Tutte le vie sono buone se permettono di seguire Cristo e di imparare ad amare come lui. Se una persona LGBT, nonostante tutto, intende rimanere in comunione con la Chiesa cattolica, è perché in essa ha ricevuto un annuncio che rinnova la sua vita: un annuncio che passa anche attraverso i sacramenti e il tesoro di spiritualità e di pensiero che la Chiesa cattolica – oltre ai suoi errori – ha accumulato nel corso dei secoli.
Personalmente, pur riconoscendo con Giovanni Paolo II le nefandezze compiute nella storia nel nome della Croce, trovo ancora un grande nutrimento spirituale in alcune figure della Chiesa cattolica, da cui ho appreso il linguaggio e i simboli della fede, cioè come il Vangelo può dare senso alla vita. Per questo resto, sia pure in una posizione critica e libera, e forse questo vale anche per altri. Quello che possiamo fare è scegliere il Dio della misericordia, non il Dio della condanna idolatrato dagli integralisti.
Possiamo avvicinarci ai gruppi di omosessuali credenti, dove trovare consolazione, sostegno e speranza, ce ne sono in tutta Italia, presentati su www.gionata.org. Possiamo, se e quando ci sentiamo pronti, offrire alla Chiesa la testimonianza trasparente delle nostre vite, liete e responsabili. Possiamo costruire noi una Chiesa rinnovata, certi della dignità sacerdotale che scaturisce dal nostro battesimo.
Non credo (e nemmeno tu) nel fondamento biblico dell’omofobia. Piuttosto credo nella perfetta alleanza tra culture conservatrici e omofobe politiche ed ecclesiali (penso alla situazione in Polonia o all’Italia dei Family Day italiani o delle crociate anti-gender) che producono una forma di violenza “fondata sulla fede”.
Certo, questa perversa deriva, i cui risultati geopolitici sono sotto gli occhi di tutti, è forse l’aspetto più inquietante e manifesto di quella violenza di cui parlavamo all’inizio. È un pericolo reale per la convivenza pacifica e l’identità democratica anche nel nostro Paese. A questo proposito, vorrei evidenziare un fatto sorprendente. Il Magistero vigente (seguito da molti) condanna gli atti omosessuali anche sulla base dell’episodio biblico di Sodoma e Gomorra.

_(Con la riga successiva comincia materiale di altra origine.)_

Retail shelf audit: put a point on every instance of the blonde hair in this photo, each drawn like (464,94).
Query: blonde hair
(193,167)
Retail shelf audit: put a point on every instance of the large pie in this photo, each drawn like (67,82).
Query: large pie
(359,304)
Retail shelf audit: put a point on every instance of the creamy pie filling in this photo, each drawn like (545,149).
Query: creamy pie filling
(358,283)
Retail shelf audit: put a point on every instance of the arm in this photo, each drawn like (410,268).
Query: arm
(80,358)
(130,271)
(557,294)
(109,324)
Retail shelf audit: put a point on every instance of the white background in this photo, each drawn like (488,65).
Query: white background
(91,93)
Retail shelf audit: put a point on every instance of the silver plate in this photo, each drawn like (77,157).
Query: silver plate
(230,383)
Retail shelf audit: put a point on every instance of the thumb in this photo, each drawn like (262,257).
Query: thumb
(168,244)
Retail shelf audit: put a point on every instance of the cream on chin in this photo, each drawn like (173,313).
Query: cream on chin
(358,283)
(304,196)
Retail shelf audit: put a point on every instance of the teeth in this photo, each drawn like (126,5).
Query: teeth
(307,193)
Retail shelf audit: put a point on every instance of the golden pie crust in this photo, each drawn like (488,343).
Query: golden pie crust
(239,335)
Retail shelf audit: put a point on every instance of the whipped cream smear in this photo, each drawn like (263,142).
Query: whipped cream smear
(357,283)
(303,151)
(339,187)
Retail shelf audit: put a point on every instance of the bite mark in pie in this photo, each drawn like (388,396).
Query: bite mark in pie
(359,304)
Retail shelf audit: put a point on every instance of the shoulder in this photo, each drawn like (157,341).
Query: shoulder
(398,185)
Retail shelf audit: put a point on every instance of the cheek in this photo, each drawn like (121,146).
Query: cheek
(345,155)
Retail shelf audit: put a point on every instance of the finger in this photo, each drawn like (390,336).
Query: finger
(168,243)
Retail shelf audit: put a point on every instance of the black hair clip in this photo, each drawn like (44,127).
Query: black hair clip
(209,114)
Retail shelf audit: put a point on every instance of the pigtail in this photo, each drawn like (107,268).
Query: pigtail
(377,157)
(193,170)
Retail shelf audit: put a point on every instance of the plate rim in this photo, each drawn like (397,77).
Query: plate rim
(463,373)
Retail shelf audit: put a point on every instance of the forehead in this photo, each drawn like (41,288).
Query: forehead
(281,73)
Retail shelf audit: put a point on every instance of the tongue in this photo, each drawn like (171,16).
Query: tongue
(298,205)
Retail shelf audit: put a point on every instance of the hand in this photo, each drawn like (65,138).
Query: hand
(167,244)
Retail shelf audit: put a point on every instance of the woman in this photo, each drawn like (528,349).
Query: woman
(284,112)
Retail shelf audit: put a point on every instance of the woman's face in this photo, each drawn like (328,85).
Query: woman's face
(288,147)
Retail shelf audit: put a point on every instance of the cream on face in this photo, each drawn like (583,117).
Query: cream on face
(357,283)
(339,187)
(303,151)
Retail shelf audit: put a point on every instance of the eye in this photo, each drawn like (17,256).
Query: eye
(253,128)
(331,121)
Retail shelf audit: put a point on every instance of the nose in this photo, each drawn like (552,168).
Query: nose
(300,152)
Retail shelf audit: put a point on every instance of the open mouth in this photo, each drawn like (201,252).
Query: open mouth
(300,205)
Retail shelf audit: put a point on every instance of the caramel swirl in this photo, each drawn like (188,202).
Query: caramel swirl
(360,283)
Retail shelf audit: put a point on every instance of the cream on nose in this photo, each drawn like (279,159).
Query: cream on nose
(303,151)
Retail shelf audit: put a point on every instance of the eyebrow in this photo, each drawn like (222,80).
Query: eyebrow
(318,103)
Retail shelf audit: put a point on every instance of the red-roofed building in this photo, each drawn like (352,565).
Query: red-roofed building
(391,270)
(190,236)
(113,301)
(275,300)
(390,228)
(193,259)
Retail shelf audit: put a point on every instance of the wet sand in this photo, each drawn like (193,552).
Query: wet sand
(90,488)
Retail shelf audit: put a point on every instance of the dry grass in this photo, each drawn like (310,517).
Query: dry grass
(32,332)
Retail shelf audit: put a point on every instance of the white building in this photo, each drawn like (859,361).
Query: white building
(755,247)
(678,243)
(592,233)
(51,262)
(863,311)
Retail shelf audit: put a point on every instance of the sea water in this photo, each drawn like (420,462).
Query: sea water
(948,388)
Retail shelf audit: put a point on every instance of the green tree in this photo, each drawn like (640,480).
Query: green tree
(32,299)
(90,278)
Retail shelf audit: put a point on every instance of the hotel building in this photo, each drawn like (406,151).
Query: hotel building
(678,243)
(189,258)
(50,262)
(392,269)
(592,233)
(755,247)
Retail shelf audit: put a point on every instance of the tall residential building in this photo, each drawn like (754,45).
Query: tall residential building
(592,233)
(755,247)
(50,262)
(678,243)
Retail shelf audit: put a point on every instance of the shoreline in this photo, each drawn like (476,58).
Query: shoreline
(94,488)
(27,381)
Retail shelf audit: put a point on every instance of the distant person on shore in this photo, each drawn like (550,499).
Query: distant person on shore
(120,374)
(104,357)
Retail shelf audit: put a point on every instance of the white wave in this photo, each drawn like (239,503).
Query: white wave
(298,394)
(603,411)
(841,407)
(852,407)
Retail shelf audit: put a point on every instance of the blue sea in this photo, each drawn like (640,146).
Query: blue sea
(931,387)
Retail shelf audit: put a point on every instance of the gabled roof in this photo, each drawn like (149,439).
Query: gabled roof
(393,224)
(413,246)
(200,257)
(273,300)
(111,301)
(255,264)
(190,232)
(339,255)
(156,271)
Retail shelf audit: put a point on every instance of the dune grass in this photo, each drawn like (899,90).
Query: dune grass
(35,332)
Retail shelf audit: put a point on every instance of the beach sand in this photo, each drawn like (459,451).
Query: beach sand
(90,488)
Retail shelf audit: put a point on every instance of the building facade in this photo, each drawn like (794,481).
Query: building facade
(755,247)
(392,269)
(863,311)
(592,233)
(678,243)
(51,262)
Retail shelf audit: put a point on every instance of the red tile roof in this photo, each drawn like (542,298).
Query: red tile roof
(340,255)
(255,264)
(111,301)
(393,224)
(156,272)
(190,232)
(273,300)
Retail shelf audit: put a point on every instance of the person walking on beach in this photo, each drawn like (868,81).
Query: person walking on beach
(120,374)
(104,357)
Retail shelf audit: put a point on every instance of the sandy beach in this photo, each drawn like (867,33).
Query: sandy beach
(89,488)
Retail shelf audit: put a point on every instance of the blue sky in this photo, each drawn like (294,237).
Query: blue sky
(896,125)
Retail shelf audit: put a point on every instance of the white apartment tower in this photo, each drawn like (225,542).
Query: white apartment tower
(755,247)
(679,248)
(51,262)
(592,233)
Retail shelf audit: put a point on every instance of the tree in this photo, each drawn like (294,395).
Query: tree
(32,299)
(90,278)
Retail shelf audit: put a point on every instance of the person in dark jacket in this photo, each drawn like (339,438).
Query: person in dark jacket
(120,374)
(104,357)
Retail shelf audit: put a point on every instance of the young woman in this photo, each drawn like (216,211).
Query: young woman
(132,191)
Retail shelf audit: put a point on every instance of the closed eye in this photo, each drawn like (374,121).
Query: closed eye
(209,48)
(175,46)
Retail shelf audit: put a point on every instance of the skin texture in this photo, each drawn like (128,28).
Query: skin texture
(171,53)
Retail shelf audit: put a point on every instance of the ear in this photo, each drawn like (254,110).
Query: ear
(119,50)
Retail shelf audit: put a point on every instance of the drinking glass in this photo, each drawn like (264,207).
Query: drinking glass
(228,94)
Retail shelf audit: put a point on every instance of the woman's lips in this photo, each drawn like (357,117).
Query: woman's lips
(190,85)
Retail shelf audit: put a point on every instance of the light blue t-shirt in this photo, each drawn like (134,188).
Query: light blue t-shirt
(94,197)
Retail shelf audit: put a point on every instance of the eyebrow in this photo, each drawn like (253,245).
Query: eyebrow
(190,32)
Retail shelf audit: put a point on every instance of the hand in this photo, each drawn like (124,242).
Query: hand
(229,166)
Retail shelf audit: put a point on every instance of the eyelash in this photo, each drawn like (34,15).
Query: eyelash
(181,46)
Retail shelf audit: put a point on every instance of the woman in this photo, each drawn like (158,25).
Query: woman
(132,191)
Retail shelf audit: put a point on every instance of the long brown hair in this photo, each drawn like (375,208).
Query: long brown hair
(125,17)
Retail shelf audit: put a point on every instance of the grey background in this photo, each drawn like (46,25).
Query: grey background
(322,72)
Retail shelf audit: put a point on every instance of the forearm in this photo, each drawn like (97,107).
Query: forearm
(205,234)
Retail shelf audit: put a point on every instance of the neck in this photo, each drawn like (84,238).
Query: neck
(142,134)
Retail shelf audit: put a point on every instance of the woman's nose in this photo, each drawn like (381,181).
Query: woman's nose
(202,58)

Bene, di recente la Pontificia Commissione Biblica ha avallato la corretta interpretazione di quel passo, in cui al cospetto di Dio grida non il comportamento omosessuale, ma la violenza contro gli indifesi e gli stranieri. Se si legge attentamente, si nota che gli abitanti di Sodoma si comportano con modalità squadriste (tanti contro uno, la forza bruta contro il dialogo, il disprezzo verso chi viene da fuori): attraverso il mio libro, ho cercato anche di mostrare che proprio gli estremisti capaci di questi comportamenti sono i veri sodomiti che hanno sempre perseguitato.